Any sufficiently advanced technology is indistinguishable from magic – Arthur C. Clarke
This weekend was the first Defcon I attended, and if I had to summarize what I learned, it would be two-fold. One, any sense of security we feel in life is a lie. Second, for some of the things the speakers were doing, I might as well have been attending a magic seminar.
It felt like a progressive learning experience beginning at showing me all the ways my current security is worthless, and then showing how to completely bypass my security regardless of how strong it is. The first thought that popped into my head at the end of the last talk was that I might as well just leave my door unlocked and take off all network security, and least then I’d be living in reality. But then I remembered back to my very first job. It was a summer job at Target, and upon hire the head security guard gave the new batch of employees the standard security talk. What stuck out in my mind even then, was when he said that there is no way that they will be able to prevent shoplifting from the store. It’s going to happen. But their goal was to instead provide more security than the Walmart across the street so that all the shoplifters would go there instead. You don’t need to out run the bear, just the person you are with.
But even still, its a sobering experience to have your mediocrity presented to you in a PowerPoint presentation every hour on the hour. I didn’t learn new techniques so much as I gained a newfound motivation for not winding up on the Wall of Sheep, a list projected on a screen that listed user names and passwords from people in the surrounding networks. Security is an impossible task, so I think I better get started on it now.
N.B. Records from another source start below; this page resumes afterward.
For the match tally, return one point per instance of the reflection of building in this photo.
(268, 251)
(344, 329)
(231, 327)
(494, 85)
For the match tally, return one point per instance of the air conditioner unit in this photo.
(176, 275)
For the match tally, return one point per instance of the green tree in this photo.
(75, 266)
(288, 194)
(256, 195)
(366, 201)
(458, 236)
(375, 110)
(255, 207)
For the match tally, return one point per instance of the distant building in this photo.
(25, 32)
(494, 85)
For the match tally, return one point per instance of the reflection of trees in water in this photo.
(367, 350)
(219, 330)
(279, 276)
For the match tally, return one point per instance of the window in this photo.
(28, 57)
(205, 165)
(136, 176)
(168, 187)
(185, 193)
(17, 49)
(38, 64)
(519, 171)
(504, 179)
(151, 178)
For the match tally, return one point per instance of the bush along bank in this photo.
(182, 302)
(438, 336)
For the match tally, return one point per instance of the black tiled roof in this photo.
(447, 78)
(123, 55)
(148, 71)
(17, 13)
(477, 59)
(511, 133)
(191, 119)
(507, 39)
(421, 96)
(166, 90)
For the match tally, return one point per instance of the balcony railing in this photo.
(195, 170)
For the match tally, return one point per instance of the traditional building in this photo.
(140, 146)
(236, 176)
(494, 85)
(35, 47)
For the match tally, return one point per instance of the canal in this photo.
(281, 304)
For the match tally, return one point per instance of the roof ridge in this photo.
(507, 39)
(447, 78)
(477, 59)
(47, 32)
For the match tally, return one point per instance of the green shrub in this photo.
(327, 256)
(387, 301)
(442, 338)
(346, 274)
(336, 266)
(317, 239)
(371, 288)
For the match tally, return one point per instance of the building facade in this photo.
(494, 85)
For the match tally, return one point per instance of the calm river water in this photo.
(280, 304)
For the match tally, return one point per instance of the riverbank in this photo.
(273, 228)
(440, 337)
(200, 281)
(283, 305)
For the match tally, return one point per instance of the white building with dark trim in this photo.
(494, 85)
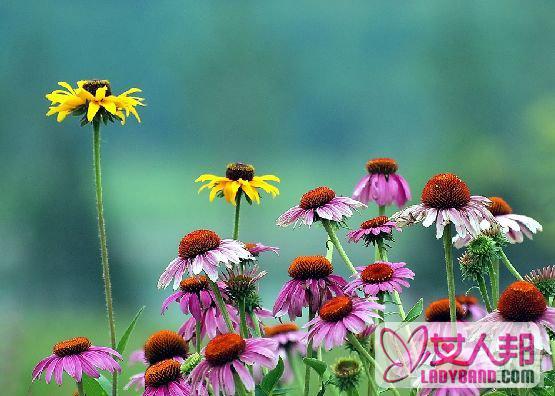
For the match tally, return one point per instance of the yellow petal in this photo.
(267, 177)
(92, 110)
(251, 192)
There is no such thing as 100% secure. Doors, locks, firewalls, passwords and the like only keep out the opponents with poor motivation or lack of imagination.
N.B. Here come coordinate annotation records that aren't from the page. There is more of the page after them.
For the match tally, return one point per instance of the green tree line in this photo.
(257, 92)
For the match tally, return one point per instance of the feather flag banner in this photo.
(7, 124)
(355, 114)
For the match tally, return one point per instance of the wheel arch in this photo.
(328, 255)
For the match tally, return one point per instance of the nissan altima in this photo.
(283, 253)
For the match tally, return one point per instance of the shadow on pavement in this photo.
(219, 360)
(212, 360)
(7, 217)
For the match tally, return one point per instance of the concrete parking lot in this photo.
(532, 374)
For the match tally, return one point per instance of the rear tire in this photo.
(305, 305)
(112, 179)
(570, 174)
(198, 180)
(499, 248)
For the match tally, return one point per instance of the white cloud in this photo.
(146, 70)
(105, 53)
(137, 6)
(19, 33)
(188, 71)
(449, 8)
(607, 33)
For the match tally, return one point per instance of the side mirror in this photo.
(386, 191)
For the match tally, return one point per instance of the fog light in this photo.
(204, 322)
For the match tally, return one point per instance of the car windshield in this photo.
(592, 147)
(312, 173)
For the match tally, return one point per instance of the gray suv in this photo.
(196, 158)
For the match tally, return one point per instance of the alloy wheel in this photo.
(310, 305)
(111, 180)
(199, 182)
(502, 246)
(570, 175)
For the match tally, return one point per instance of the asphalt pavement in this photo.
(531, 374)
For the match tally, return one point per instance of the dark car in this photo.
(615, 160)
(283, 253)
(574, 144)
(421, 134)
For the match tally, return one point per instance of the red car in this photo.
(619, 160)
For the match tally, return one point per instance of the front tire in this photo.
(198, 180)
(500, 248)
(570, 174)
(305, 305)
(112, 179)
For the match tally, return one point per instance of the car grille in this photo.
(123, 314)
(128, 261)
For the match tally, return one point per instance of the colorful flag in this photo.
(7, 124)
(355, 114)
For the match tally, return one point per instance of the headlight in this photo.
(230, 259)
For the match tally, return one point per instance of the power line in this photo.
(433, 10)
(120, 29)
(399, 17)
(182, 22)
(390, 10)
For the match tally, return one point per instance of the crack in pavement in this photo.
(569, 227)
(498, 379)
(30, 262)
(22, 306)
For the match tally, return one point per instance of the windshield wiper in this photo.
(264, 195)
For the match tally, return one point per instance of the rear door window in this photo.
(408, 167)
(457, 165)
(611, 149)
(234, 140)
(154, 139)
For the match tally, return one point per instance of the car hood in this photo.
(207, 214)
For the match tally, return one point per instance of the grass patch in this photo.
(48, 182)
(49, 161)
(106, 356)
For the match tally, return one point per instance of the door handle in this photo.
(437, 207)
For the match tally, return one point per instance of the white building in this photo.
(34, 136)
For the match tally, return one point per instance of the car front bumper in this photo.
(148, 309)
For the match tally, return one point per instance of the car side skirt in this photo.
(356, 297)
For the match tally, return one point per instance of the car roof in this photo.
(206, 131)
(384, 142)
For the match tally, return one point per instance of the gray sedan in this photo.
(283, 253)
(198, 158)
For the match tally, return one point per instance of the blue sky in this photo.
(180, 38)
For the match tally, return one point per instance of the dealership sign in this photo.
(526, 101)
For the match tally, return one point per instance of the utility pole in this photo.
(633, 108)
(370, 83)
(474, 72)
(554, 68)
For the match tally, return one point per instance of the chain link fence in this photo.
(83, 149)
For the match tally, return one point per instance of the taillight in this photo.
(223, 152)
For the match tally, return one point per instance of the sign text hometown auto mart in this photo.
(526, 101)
The fundamental problem remains that defenders must remain vigilante 24/7 on all fronts while an attacker need only exploit a single point of failure to succeed.
Richard Bejtlich who taught the TCP/IP Weapons class I attended at Blackhat had a good blogpost on the subject recently:
http://taosecurity.blogspot.com/2008/08/more-threat-reduction-not-just.html
“Recently I attended a briefing were a computer crimes agent from the FBI made the following point:
Your job is vulnerability reduction. Our job is threat reduction.
In other words, it is beyond the legal or practical capability of most computer crime victims to investigate, prosecute, and incarcerate threats. Therefore, we cannot independently influence the threat portion of the risk equation. We can play with the asset and vulnerability aspects, but that leaves the adversary free to continue attacking until they succeed.”